Ormai sono passati molti mesi dall’ annuncio di Mozilla che presentò , in anteprima mondiale , le prime immagini di Firefox 4.0. Ora , grazie a Mike Beltzner, responsabile dello sviluppo di Firefox , è possibile conoscere in maniera più dettagliata e scrupolosa alcune delle nuove caratteristiche che costituiranno la futura ossatura di uno dei browser web più diffusi del mondo.

Come prima chicca , Beltzner ha confermato quanto era stato annunciato da Mozilla all’inizio dell’anno , cioè che Firefox 4.0 sarà il prossimo successore dell’attuale versione 3.6 secondo la roadmap che fissa la data di rilascio della versione definitiva intorno al mese di novembre , anche se la prima beta dovrebbe essere prevista per giugno.

Dalle parole di Beltzner apprendiamo che Mozilla , per migliorare ulteriormente il loro già collaudato browser web , vuole raggiungere 3 punti fondamentali : migliorare la velocità del browser, estendere il supporto di Firefox 4 agli standard più recenti , come HTML5 e CSS3 , ed infine dare la possibilità agli utenti di poter gestire autonomamente il browser e la navigazione su Internet. Per poter raggiungere questi obbiettivi , si è posta l’idea di creare un’ interfaccia grafica ancora più semplice e facile da usare , con ulteriori possibilità di personalizzazione e configurazione del browser , come la possibilità di modificare molti aspetti generali , quali sicurezza , protezione , accesso utenti e tanto altro ancora.

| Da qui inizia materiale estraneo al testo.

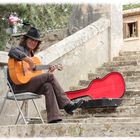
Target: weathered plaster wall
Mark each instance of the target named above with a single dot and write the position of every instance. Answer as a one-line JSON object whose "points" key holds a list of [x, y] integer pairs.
{"points": [[79, 53], [132, 44]]}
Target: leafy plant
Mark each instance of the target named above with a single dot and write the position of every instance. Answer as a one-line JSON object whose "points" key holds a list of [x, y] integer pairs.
{"points": [[44, 17]]}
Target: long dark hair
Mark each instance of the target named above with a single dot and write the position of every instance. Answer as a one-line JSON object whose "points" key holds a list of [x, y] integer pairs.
{"points": [[23, 42]]}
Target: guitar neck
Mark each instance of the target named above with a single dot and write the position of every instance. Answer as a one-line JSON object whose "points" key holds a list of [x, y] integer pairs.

Concentrandoci invece da un punto di vista più tecnico, la nuova versione di Firefox dovrebbe essere dotata di motori grafici JavaScript e DOM più performanti e sicuri , un’interfaccia grafica più reattiva, una migliore sicurezza e la possibilità di poter spremere fino all’ultimo byte di potenza i più moderni componenti hardware. Firefox 4 integrerà poi la collaudata tecnologia Weave (che , da Mozilla , verrà chiamata col nome di Firefox Sync) per la sincronizzazione dei dati utente. Chicca finale vi sarà una nuova gestione degli add-on , potendo infatti installare vari plug-in senza necessariamente riavvare il browser web.